Frequently asked questions

  • Which BMR formula should I use?

    Default to Mifflin–St Jeor — it has the best validation against indirect calorimetry in healthy adults. If you know your body fat % and you're lean (under ~15% men, ~22% women), Katch–McArdle is slightly more accurate because it works off lean body mass. Cunningham runs about 5% higher than Katch and suits trained athletes. Harris–Benedict is included for comparison but tends to overestimate slightly for sedentary modern populations.

  • Why ask for steps and exercise separately instead of one activity level?

    Because 'Moderately Active' means different things to different people, and almost everyone picks one tier too high. Daily step count is the single best proxy for NEAT (non-exercise activity thermogenesis), and structured exercise hours × intensity captures EAT. Computing the multiplier from both removes the inflation bias that creates 300–500 kcal errors in legacy calculators.

  • Should I trust the South Asian adjustment?

    If you're of native South Asian descent, yes. Studies by Henry (2005) and the ICMR-NIN 2020 dietary guidelines show RMR running roughly 5% below European-reference predictions — partly body composition (lower lean mass for height), partly genuine metabolic difference. A 0.95 multiplier is conservative and well-supported.

  • How aggressive a deficit can I sustain?

    10–15% is sustainable indefinitely. 15–20% is the sweet spot for an 8–16 week cut. 20–25% is viable in short blocks if protein stays at 2.2 g/kg and you sleep 7+ hours. Above 25% you start losing muscle, RMR collapses, and adherence falls apart. The deficit slider in the tool is capped at 30% for that reason.

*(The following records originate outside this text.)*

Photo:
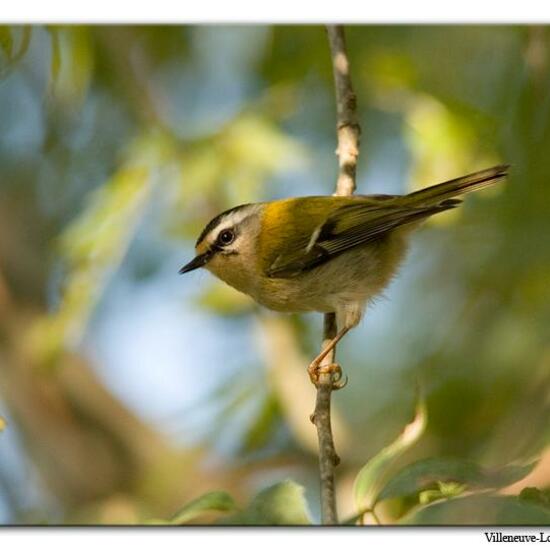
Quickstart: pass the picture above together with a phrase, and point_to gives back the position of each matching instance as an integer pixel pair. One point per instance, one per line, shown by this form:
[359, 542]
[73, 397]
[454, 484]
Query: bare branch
[347, 126]
[348, 132]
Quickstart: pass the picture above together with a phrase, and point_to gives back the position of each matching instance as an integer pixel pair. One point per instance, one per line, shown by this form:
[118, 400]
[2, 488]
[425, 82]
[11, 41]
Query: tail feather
[459, 186]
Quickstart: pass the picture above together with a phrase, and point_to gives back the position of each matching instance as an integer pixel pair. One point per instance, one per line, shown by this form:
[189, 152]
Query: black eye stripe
[226, 237]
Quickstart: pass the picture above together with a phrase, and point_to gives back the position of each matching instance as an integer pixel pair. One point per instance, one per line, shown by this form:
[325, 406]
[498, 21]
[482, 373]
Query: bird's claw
[333, 369]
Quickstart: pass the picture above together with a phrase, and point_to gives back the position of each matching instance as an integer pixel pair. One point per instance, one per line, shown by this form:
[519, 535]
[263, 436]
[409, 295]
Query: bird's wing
[349, 226]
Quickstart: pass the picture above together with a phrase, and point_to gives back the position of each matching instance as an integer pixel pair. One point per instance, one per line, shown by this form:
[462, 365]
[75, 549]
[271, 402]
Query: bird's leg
[315, 368]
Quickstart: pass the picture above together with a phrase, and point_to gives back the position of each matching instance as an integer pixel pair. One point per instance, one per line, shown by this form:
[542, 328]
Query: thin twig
[348, 132]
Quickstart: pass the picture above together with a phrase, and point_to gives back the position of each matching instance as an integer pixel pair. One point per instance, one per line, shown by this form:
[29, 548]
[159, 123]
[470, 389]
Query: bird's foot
[333, 369]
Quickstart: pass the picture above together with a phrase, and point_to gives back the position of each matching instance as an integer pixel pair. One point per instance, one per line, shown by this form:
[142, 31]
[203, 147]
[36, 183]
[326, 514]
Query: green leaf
[280, 504]
[453, 476]
[479, 510]
[536, 496]
[224, 300]
[6, 40]
[216, 501]
[375, 473]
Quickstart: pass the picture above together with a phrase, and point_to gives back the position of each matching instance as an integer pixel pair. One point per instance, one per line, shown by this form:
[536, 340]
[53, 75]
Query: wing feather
[347, 227]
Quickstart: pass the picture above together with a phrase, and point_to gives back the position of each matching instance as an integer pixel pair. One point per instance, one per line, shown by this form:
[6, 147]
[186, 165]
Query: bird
[326, 254]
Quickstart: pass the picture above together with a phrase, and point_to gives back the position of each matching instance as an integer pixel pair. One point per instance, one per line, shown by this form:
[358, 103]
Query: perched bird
[326, 253]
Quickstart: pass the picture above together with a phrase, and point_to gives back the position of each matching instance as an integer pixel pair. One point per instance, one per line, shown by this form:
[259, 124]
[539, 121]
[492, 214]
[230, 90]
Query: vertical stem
[348, 133]
[328, 459]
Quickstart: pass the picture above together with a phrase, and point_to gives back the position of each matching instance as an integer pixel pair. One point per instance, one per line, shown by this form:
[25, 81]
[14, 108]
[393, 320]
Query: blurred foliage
[118, 143]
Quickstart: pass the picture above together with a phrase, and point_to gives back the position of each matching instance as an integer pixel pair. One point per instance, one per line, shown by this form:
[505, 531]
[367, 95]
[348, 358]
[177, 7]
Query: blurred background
[127, 390]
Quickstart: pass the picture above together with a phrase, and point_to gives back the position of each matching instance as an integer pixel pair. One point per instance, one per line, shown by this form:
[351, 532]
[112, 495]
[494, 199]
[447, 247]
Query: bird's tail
[459, 186]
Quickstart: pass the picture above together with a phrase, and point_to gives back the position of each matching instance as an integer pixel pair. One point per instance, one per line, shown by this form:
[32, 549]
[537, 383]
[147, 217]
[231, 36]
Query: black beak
[200, 261]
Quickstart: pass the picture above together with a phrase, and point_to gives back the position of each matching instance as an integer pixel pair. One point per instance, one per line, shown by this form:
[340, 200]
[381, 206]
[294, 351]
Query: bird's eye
[226, 237]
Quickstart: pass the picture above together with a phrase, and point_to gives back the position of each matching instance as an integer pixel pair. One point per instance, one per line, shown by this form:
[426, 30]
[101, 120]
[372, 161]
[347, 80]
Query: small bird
[323, 253]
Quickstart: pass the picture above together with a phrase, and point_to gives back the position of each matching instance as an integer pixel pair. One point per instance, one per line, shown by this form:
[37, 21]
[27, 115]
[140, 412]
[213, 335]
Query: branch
[348, 132]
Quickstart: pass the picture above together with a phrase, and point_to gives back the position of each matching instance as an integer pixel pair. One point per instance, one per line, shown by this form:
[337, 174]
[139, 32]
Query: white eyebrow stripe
[231, 220]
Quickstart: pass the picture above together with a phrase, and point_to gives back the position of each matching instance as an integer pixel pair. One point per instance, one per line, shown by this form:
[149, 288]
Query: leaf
[536, 496]
[373, 475]
[224, 300]
[216, 501]
[6, 40]
[280, 504]
[479, 510]
[448, 472]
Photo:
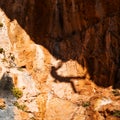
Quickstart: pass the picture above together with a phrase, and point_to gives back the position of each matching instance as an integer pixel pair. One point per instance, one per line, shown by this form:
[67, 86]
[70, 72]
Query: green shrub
[17, 92]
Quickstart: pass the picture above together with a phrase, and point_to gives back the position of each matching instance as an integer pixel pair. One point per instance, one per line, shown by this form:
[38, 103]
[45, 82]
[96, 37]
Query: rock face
[84, 31]
[62, 46]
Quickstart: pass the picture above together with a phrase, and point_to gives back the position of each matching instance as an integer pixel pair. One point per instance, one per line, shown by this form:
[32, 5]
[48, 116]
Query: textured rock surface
[77, 43]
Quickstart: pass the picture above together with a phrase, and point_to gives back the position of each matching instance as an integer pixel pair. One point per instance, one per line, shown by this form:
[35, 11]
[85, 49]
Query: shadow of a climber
[65, 79]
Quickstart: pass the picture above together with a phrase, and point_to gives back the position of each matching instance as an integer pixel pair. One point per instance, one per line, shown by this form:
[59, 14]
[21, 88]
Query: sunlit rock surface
[65, 52]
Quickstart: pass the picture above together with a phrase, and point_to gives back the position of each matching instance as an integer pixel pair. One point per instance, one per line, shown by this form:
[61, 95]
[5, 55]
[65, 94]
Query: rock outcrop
[64, 51]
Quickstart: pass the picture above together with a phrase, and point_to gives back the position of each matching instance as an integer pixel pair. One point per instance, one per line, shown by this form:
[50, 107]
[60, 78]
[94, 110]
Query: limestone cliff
[68, 50]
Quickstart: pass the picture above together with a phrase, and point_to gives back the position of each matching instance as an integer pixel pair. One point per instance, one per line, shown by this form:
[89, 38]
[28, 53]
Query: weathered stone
[2, 103]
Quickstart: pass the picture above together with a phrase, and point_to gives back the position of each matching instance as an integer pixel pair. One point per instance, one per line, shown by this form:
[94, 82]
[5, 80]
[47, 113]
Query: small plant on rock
[21, 107]
[1, 24]
[116, 113]
[116, 92]
[17, 92]
[86, 104]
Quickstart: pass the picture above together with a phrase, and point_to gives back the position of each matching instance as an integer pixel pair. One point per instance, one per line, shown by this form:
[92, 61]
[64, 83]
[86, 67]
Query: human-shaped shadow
[65, 79]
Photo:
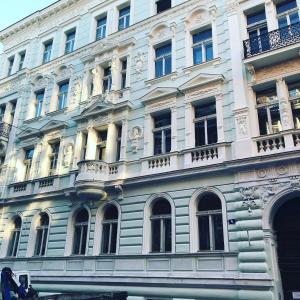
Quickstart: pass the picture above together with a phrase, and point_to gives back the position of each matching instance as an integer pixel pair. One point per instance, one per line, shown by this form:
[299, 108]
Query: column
[243, 143]
[124, 140]
[148, 136]
[111, 144]
[91, 144]
[271, 15]
[286, 115]
[174, 129]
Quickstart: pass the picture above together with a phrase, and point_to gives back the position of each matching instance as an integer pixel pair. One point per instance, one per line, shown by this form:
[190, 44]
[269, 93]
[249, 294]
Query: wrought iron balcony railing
[273, 40]
[4, 130]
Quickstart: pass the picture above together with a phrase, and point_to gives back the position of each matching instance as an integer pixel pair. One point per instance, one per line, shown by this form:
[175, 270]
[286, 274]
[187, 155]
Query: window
[110, 230]
[10, 65]
[14, 237]
[47, 51]
[84, 146]
[70, 41]
[22, 59]
[53, 158]
[123, 73]
[119, 140]
[101, 145]
[202, 46]
[258, 32]
[107, 79]
[162, 5]
[80, 232]
[162, 133]
[63, 95]
[161, 227]
[205, 124]
[287, 14]
[163, 60]
[124, 18]
[210, 223]
[268, 112]
[101, 28]
[294, 96]
[41, 235]
[39, 103]
[28, 162]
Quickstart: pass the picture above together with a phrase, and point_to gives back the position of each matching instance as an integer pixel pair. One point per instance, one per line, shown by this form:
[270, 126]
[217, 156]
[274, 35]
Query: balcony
[92, 176]
[272, 45]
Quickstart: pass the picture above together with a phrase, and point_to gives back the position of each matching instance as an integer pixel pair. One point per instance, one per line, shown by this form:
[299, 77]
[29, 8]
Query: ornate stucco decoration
[249, 194]
[136, 133]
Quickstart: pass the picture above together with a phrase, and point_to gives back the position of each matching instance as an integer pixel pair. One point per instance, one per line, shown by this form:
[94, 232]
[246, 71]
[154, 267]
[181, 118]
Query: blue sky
[12, 11]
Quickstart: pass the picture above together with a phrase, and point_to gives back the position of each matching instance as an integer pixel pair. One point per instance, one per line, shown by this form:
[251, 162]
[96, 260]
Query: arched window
[110, 229]
[80, 232]
[14, 237]
[42, 229]
[210, 223]
[161, 226]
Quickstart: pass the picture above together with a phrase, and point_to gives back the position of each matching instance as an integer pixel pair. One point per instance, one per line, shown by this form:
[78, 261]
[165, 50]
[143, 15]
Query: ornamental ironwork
[4, 130]
[272, 40]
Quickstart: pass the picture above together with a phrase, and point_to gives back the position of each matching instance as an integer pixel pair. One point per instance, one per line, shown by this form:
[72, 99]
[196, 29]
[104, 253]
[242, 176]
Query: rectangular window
[162, 5]
[124, 18]
[53, 158]
[163, 60]
[22, 59]
[28, 162]
[70, 41]
[39, 103]
[47, 51]
[202, 46]
[287, 14]
[162, 133]
[101, 28]
[10, 65]
[206, 124]
[123, 73]
[63, 95]
[107, 79]
[118, 141]
[268, 112]
[294, 97]
[101, 145]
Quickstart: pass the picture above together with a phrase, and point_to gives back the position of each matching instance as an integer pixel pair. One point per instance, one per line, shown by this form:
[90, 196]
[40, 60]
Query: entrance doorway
[286, 224]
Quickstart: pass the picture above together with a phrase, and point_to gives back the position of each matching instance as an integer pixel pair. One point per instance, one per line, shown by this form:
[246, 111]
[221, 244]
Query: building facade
[153, 147]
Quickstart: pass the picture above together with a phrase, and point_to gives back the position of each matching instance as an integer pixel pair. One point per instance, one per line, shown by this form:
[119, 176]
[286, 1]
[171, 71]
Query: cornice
[36, 17]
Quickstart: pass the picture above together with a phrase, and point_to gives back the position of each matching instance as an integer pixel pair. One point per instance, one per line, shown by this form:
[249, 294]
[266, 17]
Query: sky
[12, 11]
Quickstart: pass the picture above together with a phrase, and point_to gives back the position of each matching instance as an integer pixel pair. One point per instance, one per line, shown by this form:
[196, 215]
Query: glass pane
[275, 117]
[209, 52]
[84, 239]
[197, 55]
[168, 140]
[155, 229]
[168, 235]
[38, 243]
[159, 68]
[105, 238]
[157, 143]
[218, 231]
[203, 224]
[263, 120]
[113, 245]
[77, 233]
[212, 132]
[199, 134]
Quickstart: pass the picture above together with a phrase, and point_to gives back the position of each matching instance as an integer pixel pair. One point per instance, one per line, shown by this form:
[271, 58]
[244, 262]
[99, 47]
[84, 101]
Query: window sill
[213, 62]
[57, 112]
[153, 81]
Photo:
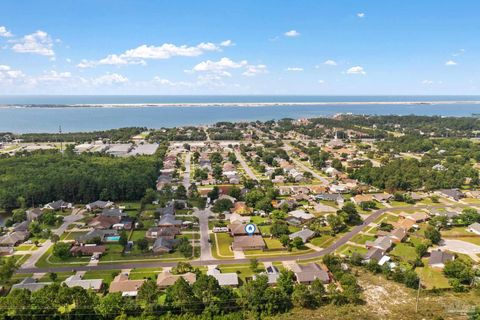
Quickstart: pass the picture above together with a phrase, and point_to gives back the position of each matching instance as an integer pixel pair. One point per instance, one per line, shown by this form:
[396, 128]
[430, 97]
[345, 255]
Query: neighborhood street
[245, 166]
[76, 215]
[206, 258]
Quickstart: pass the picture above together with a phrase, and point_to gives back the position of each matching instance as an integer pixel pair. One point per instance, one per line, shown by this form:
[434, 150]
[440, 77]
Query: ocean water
[14, 117]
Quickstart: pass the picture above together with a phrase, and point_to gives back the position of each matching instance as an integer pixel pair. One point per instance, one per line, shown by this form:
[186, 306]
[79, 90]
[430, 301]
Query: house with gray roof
[305, 235]
[474, 228]
[30, 284]
[439, 258]
[224, 279]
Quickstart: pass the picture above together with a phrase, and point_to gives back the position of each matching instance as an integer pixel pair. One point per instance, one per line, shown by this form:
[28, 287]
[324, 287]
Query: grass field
[404, 252]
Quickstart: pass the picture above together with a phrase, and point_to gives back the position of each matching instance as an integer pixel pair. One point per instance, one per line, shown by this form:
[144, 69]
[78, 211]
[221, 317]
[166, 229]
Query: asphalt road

  • Why does the 12-week projection curve away from a straight line?

    Adaptive thermogenesis. As you lose weight, RMR drops by more than weight loss alone would predict — Trexler 2014 documents 10–15% additional declines after 8–12 weeks of cutting. The dashed line shows the naïve '7,700 kcal = 1 kg' projection; the solid line shows what your body actually does. The gap is why most cuts stall around weeks 6–8 unless you plan a diet break.

  • Why is my real-world result different from this number?

    Four big sources: (1) under-reporting calorie intake — research finds people under-log by 400–600 kcal/day even when motivated; (2) NEAT suppression in a deficit — your body unconsciously moves less; (3) adaptive thermogenesis after 8+ weeks of cutting; (4) measurement noise on the scale (water, glycogen, food in the gut). Expect to adjust your target by ±15% within 4 weeks based on real weight trend. The calculator gives you the starting hypothesis; your scale gives you the answer.

  • When should I recalculate?

    Recompute whenever weight has moved more than 3 kg, your step count shifts by more than 1,500/day on average, you add or drop two training sessions per week, or you hit a plateau lasting more than 14 days. Also recalculate after any thyroid / hormonal medication change.

  • Why are workouts such a small slice of TDEE?

    Because they're short. A hard 60-minute resistance session burns roughly 300–450 kcal — less than a single homemade meal. The big movers are BMR (~65% of TDEE) and NEAT (~15%, but can swing by 2,000 kcal/day between people). This is why 'just exercise more' rarely outpaces a diet that's 300 kcal too high.